A variety of needles were tested on porcine eyes before conducting human eye measurements, using 18, 25, 27 and 30 G needles (larger gauge corresponds to smaller needle diameter). The 30-G needle is the most common type used in clinical practice.28 Although the smaller diameter needles were less damaging to the eyes, and thus did not cause as much vitreous leakage, they penetrated the eye wall with much less force and did not produce an acceptable signal-to-noise ratio on the resulting curves. Insertions with the18-G (larger diameter) needle yielded the most reproducible force curves, albeit at the expense of the eye globe integrity. Future trials should perform needle insertions at each anatomical position on a fully intact eye globe to increase the accuracy and reproducibility of the measurements.

If it is indeed the case that an increasing amount of force is required to penetrate a deflated eye globe, then needle insertion through the cornea, which has roughly the same thickness as the limbus (0.55 mm),29, 30 should require a penetration force that is similar to the limbus and the adjacent anterior sclera. The fact that corneal insertion required the least amount of force overall may be an indication that the corneal collagen arrangement is less resistant to needle insertion than that of the sclera.

The effect of tissue changes with age on our results for needle penetration is difficult to predict as the forces depend on a combination of factors: rate of insertion, wall thickness, interstitial tissue adhesion (friction), and elastic properties at insertion site. However, the work of Elsheikh et al suggests that this may not be as significant as some authors have indicated.25

Conclusions

In this pilot study, we have reported initial data on novel biomechanical aspects of the human eye. These data on indentation and needle insertion properties are a basis for further research, which should focus on refining the measurement techniques and conducting more trials to demonstrate significance. Characterizing these aspects of the human eye also serve as a basis for developing tissue-mimicking material, which can be used to create an accurate human eye model for both surgical education and research applications. Finally, understanding the relationship between the needle and the human eye wall may further provide insights into optimization of drug delivery by this technique.

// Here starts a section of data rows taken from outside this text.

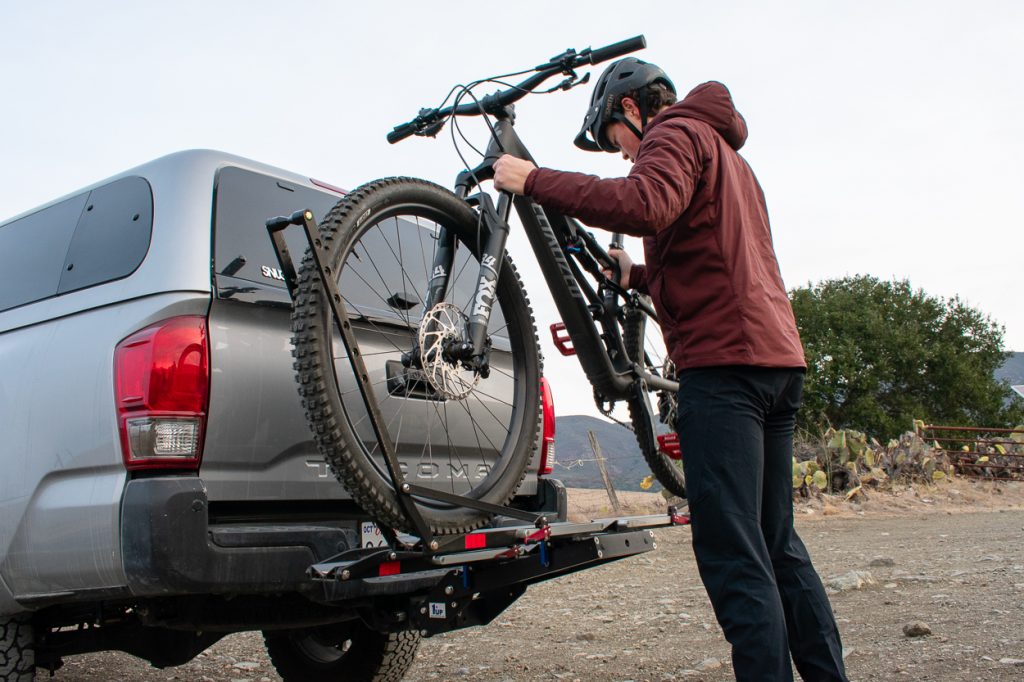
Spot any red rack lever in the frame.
[657,433,683,460]
[551,323,575,355]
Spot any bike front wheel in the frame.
[292,178,541,535]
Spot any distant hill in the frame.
[552,352,1024,492]
[552,415,662,492]
[995,353,1024,386]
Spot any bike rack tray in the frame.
[301,508,689,637]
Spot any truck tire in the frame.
[263,621,420,682]
[0,615,36,682]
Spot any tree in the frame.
[790,275,1024,438]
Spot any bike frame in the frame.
[425,105,679,401]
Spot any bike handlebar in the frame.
[585,36,647,63]
[387,35,647,144]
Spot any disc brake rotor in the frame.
[419,303,480,400]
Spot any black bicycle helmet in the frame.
[575,57,676,154]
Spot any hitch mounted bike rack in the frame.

An improvement to the study would have been to measure or assess the Intra-ocular Pressure (IOP). During the first interaction of the needle with the eye (bending of the ocular tunic before cutting of the sclera with the needle), the IOP is important. The issue then becomes when the peak force occurs. This occurred as the needle passed through the sclera. At this point, as the sclera is compressed and the majority of the force relates to friction along the needle, the IOP becomes irrelevant. The only other issue would be that the shape of the eye just as the needle starts to cut the sclera could be more depressed than with a higher IOP. Again this is not seen as a significant issue. Thus, the early part of the force-displacement curve may be incorrect but the peak force is correct. The effects of IOP changes in this model will be a consideration during future research.